聞くところによると、【百鬼夜行】の七不思議とは以下の事を指すようだ。
① 年をとらないダンジョンマスター
② 屋敷二階にある従魔の集会場
③ 不敬者の処刑人
④ ダンジョンの掃除屋
⑤ 百番目の従魔
⑥ 真夜中に光る沼
⑦ タマモ様の尻尾ベッドの寝心地
「こんなとこだが、誰も分からない事を面白おかしく噂話してるだけだな。七番目なんて謎でも何でもないし」
タマモ信者ではないドイークはそう語る。
ロビンとクライスからすれば知らない事の方が多い。
一番目のビーツの年齢については十八歳との事だが、見た目が十歳くらいなので「年をとらない」とされているのだろうと思う。とは言えエルフやドワーフなど見た目が若い長命種族も多いので、そこまで気にならない。
二人からすれば出来れば七不思議について詳しく聞きたいところだったが、そう言えば何で七不思議の話しになったのかと思い直す。
「で、お前らが気になってるのが五番目の『百番目の従魔』ってやつだ」
そもそもドイークがこんな話しを始めたのが、ロビンたちがホール天井に張られた巨大絵織物を眺めてからだった。
百体の従魔が勢揃いしている巨大絵の中央には、ダンジョンマスターのビーツ・ボーエンが普段の様子からは想像つかない従魔の王たる仁王立ちを見せる。
ビーツの足元にはいつもローブの中で主の護衛をしているスライムのクラビー。
ビーツを囲むように【三大妖】。
右隣に七歳ほどに見える少女、ダークヒュドラのオロチ。
右後ろに豪奢で目立つ、ナインテイルのタマモ。
左後ろに騎士然とした佇まいの炎鬼神シュテン。
じゃあビーツの左隣にいる少女は何者?というのがロビンとクライスの疑問だった。
見た目はオロチと同じく七歳くらいの少女。
緑銀の髪は長く、右隣のオロチと同じく眠そうな目をしているように見える。
ただオロチと違うのは頭から生えた二本の角。
まるでオーガ種のようだが角の形状がオーガ種とは違う。
何かの魔物だと思うが何の魔物だか分からない。

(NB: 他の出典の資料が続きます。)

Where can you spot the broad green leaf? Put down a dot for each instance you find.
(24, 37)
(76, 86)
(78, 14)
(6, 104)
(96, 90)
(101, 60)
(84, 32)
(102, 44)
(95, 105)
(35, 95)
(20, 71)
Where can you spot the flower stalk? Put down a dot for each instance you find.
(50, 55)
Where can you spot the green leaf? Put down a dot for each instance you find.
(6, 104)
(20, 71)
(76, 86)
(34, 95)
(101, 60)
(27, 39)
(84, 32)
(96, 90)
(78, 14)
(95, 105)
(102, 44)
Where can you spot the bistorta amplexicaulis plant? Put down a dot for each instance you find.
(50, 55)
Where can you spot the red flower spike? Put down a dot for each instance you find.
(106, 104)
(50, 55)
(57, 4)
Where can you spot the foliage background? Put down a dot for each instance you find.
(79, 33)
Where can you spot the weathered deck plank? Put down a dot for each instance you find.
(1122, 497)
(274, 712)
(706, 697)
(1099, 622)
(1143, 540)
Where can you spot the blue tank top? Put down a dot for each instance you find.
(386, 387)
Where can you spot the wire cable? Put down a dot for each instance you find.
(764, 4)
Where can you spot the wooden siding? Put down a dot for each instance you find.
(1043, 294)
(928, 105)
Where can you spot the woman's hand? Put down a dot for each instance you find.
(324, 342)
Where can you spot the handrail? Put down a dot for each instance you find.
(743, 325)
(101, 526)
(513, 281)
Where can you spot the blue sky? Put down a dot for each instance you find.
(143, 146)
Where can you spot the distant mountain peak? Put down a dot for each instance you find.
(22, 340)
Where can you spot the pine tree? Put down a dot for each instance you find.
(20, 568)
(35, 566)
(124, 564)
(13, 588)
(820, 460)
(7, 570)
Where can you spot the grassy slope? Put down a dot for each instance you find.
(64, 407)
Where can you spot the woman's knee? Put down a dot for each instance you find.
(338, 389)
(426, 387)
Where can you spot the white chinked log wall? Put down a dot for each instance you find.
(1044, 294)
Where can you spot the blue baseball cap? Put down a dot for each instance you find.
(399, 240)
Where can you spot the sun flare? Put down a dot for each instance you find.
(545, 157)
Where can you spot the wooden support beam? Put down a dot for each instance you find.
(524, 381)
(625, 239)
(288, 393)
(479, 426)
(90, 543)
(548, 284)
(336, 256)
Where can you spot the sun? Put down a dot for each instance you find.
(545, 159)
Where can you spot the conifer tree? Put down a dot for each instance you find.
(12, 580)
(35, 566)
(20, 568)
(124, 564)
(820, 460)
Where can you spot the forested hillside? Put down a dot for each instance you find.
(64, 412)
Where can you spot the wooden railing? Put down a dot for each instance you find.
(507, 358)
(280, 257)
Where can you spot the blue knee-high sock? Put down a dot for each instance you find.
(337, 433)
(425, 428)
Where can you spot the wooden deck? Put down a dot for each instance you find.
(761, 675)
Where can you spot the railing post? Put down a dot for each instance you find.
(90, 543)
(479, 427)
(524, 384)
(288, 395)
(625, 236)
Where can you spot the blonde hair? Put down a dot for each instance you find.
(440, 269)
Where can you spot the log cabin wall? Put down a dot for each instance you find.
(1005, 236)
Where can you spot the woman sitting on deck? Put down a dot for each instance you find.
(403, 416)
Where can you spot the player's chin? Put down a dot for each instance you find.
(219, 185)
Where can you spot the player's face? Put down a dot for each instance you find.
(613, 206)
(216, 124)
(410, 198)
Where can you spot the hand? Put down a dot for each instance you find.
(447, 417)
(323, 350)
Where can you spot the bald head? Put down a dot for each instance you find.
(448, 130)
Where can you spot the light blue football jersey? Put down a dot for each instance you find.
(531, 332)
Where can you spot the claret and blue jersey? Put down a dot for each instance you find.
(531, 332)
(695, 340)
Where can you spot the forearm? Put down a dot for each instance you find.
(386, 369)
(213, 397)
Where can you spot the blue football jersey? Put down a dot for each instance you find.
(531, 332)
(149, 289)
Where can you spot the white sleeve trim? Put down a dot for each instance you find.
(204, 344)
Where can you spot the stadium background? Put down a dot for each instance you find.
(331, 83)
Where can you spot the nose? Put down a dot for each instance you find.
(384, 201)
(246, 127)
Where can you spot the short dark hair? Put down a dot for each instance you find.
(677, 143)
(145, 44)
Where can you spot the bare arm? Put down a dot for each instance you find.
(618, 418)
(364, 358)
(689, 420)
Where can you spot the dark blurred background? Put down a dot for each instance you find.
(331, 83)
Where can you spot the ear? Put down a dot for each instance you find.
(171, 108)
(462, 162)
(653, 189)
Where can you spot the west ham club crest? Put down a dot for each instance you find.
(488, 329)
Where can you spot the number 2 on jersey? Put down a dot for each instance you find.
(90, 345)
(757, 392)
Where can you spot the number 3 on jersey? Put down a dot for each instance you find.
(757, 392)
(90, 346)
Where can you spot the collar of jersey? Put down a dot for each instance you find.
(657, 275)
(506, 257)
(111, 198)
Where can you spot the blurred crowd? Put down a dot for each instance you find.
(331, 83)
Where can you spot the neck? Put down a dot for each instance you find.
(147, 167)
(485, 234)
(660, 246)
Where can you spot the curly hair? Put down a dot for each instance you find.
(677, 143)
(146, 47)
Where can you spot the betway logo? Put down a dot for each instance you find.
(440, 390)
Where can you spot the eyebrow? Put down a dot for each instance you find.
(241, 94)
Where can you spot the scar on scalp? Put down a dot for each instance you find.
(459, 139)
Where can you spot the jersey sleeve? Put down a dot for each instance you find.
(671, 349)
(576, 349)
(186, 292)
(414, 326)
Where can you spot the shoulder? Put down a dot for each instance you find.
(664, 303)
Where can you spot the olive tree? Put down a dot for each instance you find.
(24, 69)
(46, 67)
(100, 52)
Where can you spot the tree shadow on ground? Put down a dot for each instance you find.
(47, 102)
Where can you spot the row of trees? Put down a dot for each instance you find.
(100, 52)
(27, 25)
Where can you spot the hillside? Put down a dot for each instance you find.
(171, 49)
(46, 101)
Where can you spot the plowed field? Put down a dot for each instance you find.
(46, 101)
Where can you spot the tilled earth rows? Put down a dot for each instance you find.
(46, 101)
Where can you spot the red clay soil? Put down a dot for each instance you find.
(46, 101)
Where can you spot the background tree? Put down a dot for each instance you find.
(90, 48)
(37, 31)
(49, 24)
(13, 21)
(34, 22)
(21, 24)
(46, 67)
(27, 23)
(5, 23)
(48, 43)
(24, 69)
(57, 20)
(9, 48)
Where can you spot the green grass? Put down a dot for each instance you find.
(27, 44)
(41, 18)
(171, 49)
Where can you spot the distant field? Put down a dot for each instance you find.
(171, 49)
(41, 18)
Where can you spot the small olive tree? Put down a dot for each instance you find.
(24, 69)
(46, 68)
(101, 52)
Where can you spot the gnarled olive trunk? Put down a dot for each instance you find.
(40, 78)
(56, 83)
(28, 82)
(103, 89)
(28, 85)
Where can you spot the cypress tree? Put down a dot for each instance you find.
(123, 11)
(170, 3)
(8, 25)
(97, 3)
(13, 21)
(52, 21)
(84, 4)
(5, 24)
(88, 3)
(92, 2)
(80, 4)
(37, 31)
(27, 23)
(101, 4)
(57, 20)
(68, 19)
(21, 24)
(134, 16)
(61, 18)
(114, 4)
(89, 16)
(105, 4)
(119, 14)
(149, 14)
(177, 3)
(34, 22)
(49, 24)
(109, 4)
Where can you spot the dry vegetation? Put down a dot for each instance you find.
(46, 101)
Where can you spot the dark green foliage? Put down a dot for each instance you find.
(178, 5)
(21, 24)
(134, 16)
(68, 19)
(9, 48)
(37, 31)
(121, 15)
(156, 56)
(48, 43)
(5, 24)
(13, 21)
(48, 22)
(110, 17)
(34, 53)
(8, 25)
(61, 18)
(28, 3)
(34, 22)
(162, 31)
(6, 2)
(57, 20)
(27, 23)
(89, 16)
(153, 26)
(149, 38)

そんな少女がビーツの隣という【三大妖】と並ぶポジションに描かれているのだ。
「じゃああの女の子が百番目の従魔なんですか?」
「多分な」
改めてドイークに確認したが、何とも曖昧な返事だ。
「あの絵には確かにビーツ・ボーエンの他に百体の従魔が描かれている。これは数を数えれば分かる事だ。俺も数えたが確かに百体居た」
「確かに」
屋敷に入った新人冒険者は天井の絵織物に圧倒され、慣れてくると英雄譚などで見知った有名従魔を絵の中から探し出す。そして「ホントに百体いるのかよ」と数を数えるのは【百鬼夜行】に挑む冒険者あるあるなのだ。
「トレーディングカードとかにも従魔ナンバーとか書かれてるだろ?で、今まで発売されてるヤツで九九体は出てるんだ。でも百番のヤツだけまだ出てきていない。それが多分ビーツ・ボーエンの隣にいる少女なんだよな」
露店で売られているトレーディングカードは現在、第十弾まで発売されており、従魔カードはレア扱い。通常のモンスターやアイテムカードなどがコモン扱いである。
第十弾ともなると幹部クラスの従魔は何度か登場しており、カードコレクターや従魔ファンは歓喜しているが、未だに従魔ナンバー百番の従魔は出ていない。
コレクターの中では「希少すぎて出てこないだけでは?」との噂もあったが、どこの話しからか、単純にカード化されていないだけとの結論が出た。
つまり発売元であるビーツ・ボーエンが意図的に情報を広めていないという事。
得られている情報は巨大絵織物での姿のみという事だ。
「なるほど。ビーツ・ボーエン本人とか従魔に聞いても分からないんですかね」
「前に誰かが聞いたらしいぞ。ビーツ本人に聞いたのか、従魔に聞いたのか、それともギルマスとかに聞いたのか知らんが。でも教えてはくれないらしい。秘密だとな」
「はぁ、なんていうか意外ですね。解説とか聞いててもダンジョンの探索方法とか従魔の対処方法とか、随分開けっ広げな印象ですけど」
「だろ?だからよっぽどの秘密があるのか、それとも単純に百番目だから秘密って事にしてるのか分からんが、まぁ七不思議は七不思議のままって事だな」
改めて天井を眺める三人。
何の種族か分からない少女。
強いのか、弱いのか、全てが謎に包まれた少女。
どこかでボスとして出てくるのか、いつかカード化されるのか。
三人は期待するような目で絵織物を見上げていた。